Episcanner Downloader is a data downloader for the Episcanner application. It retrieves data related to diseases like dengue, zika and chikungunya and saves it in a specified directory with the formats csv, parquet or duckdb.
- Fetches data related to diseases from the Episcanner application
- Supports downloading data for specific diseases
- Saves downloaded data to a designated directory
To install Episcanner Downloader, follow these steps:
- Clone the repository:
git clone https://github.com/AlertaDengue/episcanner-downloader.git
- Navigate to the cloned directory:
cd episcanner-downloader
- Create a Conda environment using the provided YAML file:
conda env create -f conda/env-base.yaml
- conda activate episcanner-downloader
conda activate episcanner-downloader
- Install the dependencies using Poetry:
poetry install
- Create a virtual environment:
python -m venv env
- Activate the virtual environment:
source env/bin/activate
- Install the dependencies using Poetry:
poetry install
Before running Episcanner Downloader, make sure to set the required environment variables for connecting to the PSQL database. You can use the provided Makefile to create a .env file with the exported variables:
- Set the required environment variables for connecting to the PSQL database:
export EPISCANNER_PSQL_URI="postgresql://user:password@host:port/database"

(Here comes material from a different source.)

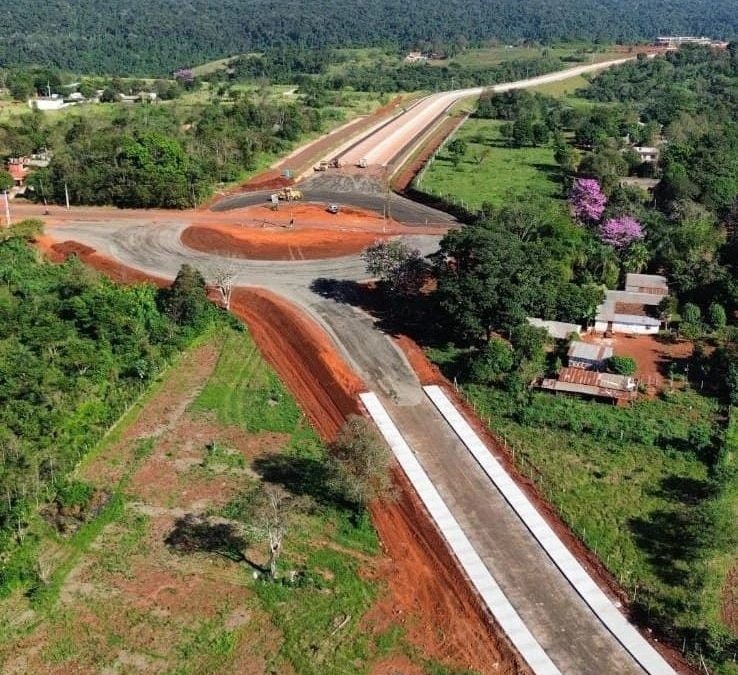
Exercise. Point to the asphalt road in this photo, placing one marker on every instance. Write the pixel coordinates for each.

- Create a .env file in the project root directory with the exported variables.
make dotenv
To use Episcanner Downloader, follow these steps:
- Open the python console or another python interpreter:
from scanner import Episcanner
scanner = EpiScanner(disease="dengue", uf="RJ", year=2024)
scanner.export("duckdb")
Replace uf
with the desired state (e.g., 'MG') and disease
with the specific disease you want to download ('dengue', 'chikungunya' or 'zika'). Specify the output_dir
on the export()
method to change where the data should be saved.
- In order to read the data, open the file using
duckdb
:
import duckdb
db = duckdb.connect("<$HOME>/episcanner/episcanner.duckdb")
db.execute("SELECT * FROM 'RJ' WHERE disease = 'dengue' AND year = 2024").fetchdf()
Replace <$HOME> with your actual home directory or use the output_dir
specified in the export method
Episcanner Downloader is licensed under the MIT License. See the LICENSE file for more details.